Whichever it is - and she says she will fill in the blanks later - Mrs. Palin’s mercurial decision seemed to further fuel the lightning-rod nature of her political image, which has turned into a soap opera series of controversies, party bickering and tabloid-style family episodes ever since her surprising candidacy as Sen. John McCain’s vice presidential running mate last year.

Republicans were already reeling from two womanizing scandals that have dominated much of the news of their party in the past month: Nevada Sen. John Ensign’s admission he had a long extramarital affair with a campaign aide, and South Carolina Gov. Mark Sanford’s tearful confession that he, too, had an extramarital relationship, with a woman in Argentina.

Both the senator and the governor, who occupied major party leadership positions, from which they have resigned, had presidential ambitions of their own. Now they are fighting growing demands that they, too, resign from their offices.

But interviews with Republicans over the weekend showed they were sympathetic to Mrs. Palin’s troubles in Alaska, saying that she was being relentlessly pounded by phony Democratic ethical charges in an effort to destroy her governorship. Of the 15 ethics investigations launched against her, 13 have found no wrongdoing and were dismissed. Two remaining probes are ongoing.

Mrs. Palin struck back at these probes with her most stinging remarks Friday, saying they were nothing more than a “superficial, wasteful political blood sport” aimed at bringing her down politically.

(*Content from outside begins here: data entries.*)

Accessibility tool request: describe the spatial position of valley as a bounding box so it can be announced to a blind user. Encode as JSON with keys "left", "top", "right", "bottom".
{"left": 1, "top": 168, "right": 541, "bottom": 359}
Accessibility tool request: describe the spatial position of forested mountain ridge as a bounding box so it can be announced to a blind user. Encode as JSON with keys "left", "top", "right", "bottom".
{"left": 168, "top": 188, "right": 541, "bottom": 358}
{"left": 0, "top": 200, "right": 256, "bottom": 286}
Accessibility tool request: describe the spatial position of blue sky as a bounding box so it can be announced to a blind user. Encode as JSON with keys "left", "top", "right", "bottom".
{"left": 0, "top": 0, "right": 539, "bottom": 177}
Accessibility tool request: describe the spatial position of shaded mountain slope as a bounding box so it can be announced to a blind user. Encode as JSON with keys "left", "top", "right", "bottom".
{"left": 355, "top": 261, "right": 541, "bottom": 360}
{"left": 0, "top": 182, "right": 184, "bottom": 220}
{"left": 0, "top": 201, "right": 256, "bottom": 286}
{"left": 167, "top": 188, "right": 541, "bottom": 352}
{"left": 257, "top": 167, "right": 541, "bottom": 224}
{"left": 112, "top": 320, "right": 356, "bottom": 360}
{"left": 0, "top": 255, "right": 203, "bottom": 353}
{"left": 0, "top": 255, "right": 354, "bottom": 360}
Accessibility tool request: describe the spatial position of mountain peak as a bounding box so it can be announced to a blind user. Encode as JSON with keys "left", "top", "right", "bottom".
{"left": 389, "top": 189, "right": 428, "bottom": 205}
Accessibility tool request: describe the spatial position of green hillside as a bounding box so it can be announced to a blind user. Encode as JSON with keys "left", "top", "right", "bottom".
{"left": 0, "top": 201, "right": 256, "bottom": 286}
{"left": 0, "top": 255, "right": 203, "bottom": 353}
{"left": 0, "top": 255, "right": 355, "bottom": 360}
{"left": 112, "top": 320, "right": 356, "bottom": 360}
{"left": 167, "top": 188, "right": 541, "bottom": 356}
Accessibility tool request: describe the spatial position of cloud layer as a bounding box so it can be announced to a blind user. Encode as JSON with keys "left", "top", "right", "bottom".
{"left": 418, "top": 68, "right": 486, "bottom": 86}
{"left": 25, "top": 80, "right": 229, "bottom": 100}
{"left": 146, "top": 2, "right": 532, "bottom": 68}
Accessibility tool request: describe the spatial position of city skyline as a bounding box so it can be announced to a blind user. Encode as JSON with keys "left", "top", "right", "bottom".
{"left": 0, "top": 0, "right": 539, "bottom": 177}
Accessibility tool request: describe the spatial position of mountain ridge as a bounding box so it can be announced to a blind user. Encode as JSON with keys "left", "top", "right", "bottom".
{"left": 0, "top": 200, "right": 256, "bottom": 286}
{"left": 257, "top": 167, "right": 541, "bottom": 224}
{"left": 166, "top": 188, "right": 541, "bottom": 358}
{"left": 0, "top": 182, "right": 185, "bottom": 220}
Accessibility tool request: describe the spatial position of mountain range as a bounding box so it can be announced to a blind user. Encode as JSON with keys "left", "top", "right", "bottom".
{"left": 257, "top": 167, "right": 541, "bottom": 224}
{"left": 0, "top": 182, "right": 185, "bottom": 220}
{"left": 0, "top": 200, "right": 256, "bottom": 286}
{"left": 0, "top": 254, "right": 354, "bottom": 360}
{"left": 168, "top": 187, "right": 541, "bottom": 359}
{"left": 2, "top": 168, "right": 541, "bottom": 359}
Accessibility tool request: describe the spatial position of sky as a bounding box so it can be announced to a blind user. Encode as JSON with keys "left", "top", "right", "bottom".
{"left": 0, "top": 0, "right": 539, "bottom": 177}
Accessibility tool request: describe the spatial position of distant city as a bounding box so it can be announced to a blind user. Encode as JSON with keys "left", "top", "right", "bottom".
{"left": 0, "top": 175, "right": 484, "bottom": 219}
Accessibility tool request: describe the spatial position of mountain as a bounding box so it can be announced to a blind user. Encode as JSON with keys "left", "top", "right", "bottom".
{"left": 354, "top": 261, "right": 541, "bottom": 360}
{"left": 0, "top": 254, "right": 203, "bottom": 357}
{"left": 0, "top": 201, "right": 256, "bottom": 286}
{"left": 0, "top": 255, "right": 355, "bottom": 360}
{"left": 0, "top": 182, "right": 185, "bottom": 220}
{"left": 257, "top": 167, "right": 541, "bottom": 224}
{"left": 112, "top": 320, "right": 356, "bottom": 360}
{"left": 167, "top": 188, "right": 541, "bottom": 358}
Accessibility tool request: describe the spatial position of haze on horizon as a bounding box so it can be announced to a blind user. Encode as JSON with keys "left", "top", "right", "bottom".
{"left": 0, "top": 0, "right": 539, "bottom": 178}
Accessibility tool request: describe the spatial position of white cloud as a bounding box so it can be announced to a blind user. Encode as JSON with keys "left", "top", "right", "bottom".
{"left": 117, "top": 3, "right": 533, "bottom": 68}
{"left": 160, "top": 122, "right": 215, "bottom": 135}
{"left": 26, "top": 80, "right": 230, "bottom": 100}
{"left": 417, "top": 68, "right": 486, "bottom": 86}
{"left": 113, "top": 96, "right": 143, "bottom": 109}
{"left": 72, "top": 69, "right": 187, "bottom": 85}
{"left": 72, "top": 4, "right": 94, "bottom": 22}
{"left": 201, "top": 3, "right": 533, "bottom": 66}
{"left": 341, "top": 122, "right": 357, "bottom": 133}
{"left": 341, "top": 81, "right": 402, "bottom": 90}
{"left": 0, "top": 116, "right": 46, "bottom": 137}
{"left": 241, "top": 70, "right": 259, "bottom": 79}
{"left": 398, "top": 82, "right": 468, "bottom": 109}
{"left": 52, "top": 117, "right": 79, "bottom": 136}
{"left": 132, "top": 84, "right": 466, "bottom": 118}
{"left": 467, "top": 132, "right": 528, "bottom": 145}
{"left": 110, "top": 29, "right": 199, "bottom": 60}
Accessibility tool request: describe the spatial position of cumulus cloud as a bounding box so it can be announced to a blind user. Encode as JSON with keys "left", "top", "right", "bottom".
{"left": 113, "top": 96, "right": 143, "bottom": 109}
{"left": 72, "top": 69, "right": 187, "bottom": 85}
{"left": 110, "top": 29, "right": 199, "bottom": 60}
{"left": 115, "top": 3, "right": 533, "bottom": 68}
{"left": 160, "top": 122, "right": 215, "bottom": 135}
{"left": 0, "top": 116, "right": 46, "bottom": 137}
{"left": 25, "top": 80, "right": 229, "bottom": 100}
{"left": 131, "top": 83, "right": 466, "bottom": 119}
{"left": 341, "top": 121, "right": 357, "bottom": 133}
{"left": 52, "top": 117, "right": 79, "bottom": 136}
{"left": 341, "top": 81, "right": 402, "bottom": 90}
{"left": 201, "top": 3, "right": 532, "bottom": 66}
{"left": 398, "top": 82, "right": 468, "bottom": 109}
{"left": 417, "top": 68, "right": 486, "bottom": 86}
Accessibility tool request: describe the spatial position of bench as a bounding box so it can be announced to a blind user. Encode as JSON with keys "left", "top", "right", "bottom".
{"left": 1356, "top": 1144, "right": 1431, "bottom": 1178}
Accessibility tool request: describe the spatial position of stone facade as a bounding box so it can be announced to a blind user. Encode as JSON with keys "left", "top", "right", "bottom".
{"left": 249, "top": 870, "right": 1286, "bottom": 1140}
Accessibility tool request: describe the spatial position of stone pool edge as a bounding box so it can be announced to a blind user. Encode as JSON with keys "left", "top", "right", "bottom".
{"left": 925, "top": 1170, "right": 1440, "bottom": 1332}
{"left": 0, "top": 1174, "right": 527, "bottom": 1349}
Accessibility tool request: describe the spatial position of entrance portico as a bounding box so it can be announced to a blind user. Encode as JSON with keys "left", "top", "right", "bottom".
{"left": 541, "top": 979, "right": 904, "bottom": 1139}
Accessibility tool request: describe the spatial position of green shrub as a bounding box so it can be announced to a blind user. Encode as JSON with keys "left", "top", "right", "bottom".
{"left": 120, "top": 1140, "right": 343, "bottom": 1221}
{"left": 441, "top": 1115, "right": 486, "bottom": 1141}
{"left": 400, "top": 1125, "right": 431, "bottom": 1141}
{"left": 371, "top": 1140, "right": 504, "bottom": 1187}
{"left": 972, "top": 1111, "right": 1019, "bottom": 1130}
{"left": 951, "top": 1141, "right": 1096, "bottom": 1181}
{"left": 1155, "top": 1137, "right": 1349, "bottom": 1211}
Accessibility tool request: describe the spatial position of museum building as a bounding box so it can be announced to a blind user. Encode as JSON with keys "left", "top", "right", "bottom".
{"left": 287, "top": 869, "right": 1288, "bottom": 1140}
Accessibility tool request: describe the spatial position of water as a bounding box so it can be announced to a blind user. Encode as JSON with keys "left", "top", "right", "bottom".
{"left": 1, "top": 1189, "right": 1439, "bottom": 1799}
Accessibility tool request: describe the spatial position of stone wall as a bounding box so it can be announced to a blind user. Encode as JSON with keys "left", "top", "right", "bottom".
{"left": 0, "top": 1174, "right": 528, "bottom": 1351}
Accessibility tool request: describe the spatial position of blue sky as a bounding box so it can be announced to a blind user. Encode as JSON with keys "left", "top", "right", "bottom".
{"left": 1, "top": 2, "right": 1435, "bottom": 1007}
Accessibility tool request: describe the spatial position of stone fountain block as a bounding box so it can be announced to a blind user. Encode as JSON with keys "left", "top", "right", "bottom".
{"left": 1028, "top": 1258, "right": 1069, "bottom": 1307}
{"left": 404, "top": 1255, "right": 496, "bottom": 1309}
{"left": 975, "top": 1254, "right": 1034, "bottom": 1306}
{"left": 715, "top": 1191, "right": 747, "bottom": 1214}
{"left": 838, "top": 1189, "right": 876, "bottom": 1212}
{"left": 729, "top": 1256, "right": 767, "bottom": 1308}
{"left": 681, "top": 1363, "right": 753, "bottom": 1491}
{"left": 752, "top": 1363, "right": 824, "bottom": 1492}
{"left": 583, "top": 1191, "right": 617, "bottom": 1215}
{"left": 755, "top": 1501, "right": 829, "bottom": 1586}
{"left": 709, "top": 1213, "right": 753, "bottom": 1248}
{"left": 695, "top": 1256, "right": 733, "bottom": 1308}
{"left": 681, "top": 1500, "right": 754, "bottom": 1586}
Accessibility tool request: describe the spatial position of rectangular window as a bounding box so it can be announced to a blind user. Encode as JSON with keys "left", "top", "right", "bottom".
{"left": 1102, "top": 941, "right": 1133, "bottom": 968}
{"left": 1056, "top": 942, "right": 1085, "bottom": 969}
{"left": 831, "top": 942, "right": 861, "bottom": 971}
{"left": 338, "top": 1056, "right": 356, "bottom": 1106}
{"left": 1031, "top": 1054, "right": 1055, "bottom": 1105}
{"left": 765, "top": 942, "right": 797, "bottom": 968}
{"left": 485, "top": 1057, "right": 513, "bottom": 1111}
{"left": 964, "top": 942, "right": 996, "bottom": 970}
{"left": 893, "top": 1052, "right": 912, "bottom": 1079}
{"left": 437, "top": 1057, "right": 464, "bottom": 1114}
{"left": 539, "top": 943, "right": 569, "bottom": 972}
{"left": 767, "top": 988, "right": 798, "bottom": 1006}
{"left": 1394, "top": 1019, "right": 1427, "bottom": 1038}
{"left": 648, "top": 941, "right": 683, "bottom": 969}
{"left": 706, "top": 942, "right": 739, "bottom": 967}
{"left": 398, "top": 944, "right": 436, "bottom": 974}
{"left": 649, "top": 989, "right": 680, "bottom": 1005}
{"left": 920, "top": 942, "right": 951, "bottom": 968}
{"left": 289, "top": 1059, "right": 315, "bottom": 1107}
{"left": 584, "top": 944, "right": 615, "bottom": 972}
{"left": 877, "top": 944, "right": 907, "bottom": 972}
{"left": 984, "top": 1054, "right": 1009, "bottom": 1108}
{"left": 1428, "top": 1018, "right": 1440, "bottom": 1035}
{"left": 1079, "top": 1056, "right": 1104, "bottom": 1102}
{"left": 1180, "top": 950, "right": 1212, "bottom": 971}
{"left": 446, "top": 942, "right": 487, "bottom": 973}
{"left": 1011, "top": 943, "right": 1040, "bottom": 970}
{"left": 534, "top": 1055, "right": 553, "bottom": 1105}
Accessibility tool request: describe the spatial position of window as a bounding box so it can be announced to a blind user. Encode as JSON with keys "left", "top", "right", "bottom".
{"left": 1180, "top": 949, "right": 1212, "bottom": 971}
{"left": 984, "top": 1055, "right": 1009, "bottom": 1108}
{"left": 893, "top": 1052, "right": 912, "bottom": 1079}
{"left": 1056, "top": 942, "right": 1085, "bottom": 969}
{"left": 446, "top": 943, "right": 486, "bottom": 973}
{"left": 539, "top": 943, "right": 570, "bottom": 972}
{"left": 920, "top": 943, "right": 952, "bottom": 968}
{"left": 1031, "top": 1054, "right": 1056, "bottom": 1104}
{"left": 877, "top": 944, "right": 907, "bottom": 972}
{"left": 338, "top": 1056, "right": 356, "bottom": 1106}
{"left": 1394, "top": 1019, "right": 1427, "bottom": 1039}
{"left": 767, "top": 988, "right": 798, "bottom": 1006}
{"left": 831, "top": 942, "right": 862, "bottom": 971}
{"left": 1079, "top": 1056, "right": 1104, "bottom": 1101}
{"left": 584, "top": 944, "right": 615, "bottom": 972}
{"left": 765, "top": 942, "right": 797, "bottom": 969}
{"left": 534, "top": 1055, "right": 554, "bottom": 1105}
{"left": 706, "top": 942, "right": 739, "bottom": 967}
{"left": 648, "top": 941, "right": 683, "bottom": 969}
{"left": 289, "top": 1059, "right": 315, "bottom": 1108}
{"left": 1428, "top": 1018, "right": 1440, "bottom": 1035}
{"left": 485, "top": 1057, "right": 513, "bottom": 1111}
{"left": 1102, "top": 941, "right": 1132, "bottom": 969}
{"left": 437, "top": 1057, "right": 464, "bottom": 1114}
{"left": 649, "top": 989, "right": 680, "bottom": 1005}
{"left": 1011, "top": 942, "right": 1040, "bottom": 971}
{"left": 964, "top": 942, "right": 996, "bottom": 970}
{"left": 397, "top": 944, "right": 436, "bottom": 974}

“People I talk to do not think she has committed any criminal acts at all. A lot of people think that these are witch hunts,” said former longtime Ohio Republican state Chairman Bob Bennett. “I don’t think she has hurt the party. On the contrary, I think she may have helped the party by drawing attention to Democratic abuses of the investigative process in the state.”

Mr. Bennett, along with other Republicans, thinks that whatever troubles the GOP is beset with right now, President Obama and the Democrats are facing much bigger problems on the economy amid growing evidence that the administration’s economic stimulus plan isn’t working.

Polls show that a majority of Americans harbor growing doubts that the stimulus plan will create jobs and have deepening concerns about a $2 trillion deficit and Mr. Obama’s even more massive spending to come.

“The economy is in turmoil right now; unemployment is heading toward 10 percent. And people are worried about their jobs, and they really don’t care about these other political issues,” Mr. Bennett said.

Mrs. Palin’s supporters say that she can become one of the GOP’s most effective weapons against the Democrats in the midterm election cycle and that she will be campaigning for the party’s candidates as she explores her political options for the future.

She gave no clues as to what her immediate plans are for the future, but dropped one tantalizing hint that it will be another surprise.

Quoting Douglas MacArthur, she said, “We are not retreating. We are advancing in another direction.”